Do you currently live near where you grew up? I do. I grew up on a corner and pass that house at least twice a week. Saturday I stopped to visit neighbors who lived two houses away throughout my childhood. I used to run into the man occasionally, but haven't seen the woman in probably 20 years. Why haven't I done this before? Aren't most of us in a hurry to get to our destination and guilty of thinking we have unlimited time to contact people?
Mr G wasn't home when I knocked on the door, but Mrs G was. She had a look on her face that said "who are you and what are you selling?". I told her to take a good look, then told her it was Charlene (yes, it is true, I have a given name and it isn't Knitty ) To say she was surprised would be an understatement.
I only intended to stay for 15-20 minutes. After 45 minutes I tried to leave because I hadn't told my hubby that I'd be gone this long on my errands. Mrs G wanted me to stay because Mr G was on his way home with their great-granddaughter from a child's birthday party. How did their daughter, five years younger than I am, become old enough to be a grandmother to 10 and 6 year old girls? Of course I stayed. Mr G recognized me right away and said I hadn't changed a bit. He always was a sweet ole liar. After two hours, I did leave, promising to stop by again, and not after a decade passed but sometime this summer.
Besides reminiscing over their kids' childhoods and stories about my parents, I was told neighborhood stories I never heard before. For a time, the neighbor between their house and ours was a divorced woman with two girls. I thought rumors about her were spread because she was an attractive divorced woman in the middle of married suburbia. I never knew exactly what the rumors were because my parents didn't think kids needed to hear those stories, especially since I was friends with the older girl. The younger daughter told Mrs G's daughter that her mom sometimes gave the girls something to help them sleep soundly. Supposedly the woman would turn her porch light on when her daughters were both asleep for the night but it wasn't for security, it was a signal to gentlemen who would only call on her after dark. One of the men was the married neighbor on the other side of the G family!
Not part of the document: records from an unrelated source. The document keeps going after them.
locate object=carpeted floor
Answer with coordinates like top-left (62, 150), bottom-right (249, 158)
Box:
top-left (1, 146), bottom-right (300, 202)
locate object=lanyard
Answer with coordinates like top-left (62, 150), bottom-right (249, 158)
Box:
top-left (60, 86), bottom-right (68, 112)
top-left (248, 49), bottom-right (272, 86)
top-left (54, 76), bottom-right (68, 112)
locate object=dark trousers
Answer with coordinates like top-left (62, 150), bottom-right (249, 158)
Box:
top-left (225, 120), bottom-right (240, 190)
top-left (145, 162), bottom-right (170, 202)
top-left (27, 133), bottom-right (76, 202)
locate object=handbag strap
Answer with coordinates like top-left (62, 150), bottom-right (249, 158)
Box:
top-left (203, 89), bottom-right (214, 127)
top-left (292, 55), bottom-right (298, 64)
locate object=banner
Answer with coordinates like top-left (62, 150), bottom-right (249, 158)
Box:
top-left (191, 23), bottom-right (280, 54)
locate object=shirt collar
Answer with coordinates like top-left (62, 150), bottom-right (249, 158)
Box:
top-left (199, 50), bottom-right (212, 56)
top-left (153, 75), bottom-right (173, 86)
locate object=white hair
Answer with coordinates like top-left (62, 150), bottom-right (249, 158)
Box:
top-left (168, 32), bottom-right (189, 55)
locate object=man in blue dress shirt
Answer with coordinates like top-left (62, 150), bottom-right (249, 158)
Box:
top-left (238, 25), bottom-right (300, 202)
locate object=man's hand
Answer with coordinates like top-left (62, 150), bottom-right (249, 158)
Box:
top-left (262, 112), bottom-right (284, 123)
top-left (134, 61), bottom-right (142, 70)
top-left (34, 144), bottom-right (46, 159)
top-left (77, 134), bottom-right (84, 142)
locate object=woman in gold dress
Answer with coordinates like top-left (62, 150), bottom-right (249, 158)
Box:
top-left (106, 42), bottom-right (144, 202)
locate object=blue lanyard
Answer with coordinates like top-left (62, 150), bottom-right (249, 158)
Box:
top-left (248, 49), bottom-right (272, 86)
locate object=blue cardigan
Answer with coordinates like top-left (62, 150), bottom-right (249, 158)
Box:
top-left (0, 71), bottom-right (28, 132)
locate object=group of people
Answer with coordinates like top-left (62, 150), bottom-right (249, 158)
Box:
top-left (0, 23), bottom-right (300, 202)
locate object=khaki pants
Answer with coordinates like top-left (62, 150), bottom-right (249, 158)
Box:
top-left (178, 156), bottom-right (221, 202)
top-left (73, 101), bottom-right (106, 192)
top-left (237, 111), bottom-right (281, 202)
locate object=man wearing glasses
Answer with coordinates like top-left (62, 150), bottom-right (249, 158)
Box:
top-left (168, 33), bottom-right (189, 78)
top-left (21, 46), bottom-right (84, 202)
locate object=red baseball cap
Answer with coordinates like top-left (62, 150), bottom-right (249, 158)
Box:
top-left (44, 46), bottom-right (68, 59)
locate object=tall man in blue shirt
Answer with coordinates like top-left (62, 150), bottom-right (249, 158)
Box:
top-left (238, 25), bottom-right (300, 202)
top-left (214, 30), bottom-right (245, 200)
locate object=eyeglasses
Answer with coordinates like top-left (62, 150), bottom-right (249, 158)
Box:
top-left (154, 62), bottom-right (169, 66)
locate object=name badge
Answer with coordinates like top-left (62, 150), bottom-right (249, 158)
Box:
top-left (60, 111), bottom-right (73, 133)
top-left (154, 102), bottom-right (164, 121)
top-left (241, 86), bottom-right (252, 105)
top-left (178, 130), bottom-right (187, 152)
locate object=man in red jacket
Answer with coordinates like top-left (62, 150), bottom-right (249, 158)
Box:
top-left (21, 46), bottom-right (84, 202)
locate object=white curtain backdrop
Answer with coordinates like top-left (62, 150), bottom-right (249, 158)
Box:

All of the stories weren't sad or salacious, but I had already heard most of the tales that were safe for a child to hear. What struck me about these stories was that in the 60s it was still possible to grow up blissfully unaware of the misdeeds of adults. Kids didn't think about their parents having intimate moments with each other, much less a whole string of people as in a Jerry Springer episode.
Soap operas are disappearing from television but reality TV lives on. What I discovered Saturday is that my street could have existed in Llanview, Salem or Pine Valley. The soaps weren't real, but they pretended to be. Reality TV however, pretends to be real and isn't. Some make fun of old sitcoms because June Cleaver always wore pearls and Donna Reed never had a hair out of place while handling a family crisis, but they readily believe a new employee has a camera crew following them around (Undercover Boss) while managers reveal private, very personal matters to the new hire at the water cooler.
In a few weeks I will call Mrs G and see if she would like to go out to lunch or have me bring some lunch to her. We'll compare what is right with the world today to what we discarded (before we knew we'd miss it so much) from yesteryear. I won't be wearing a dress and heels, but I could probably manage a Laura Petrie flip and wear some pearls.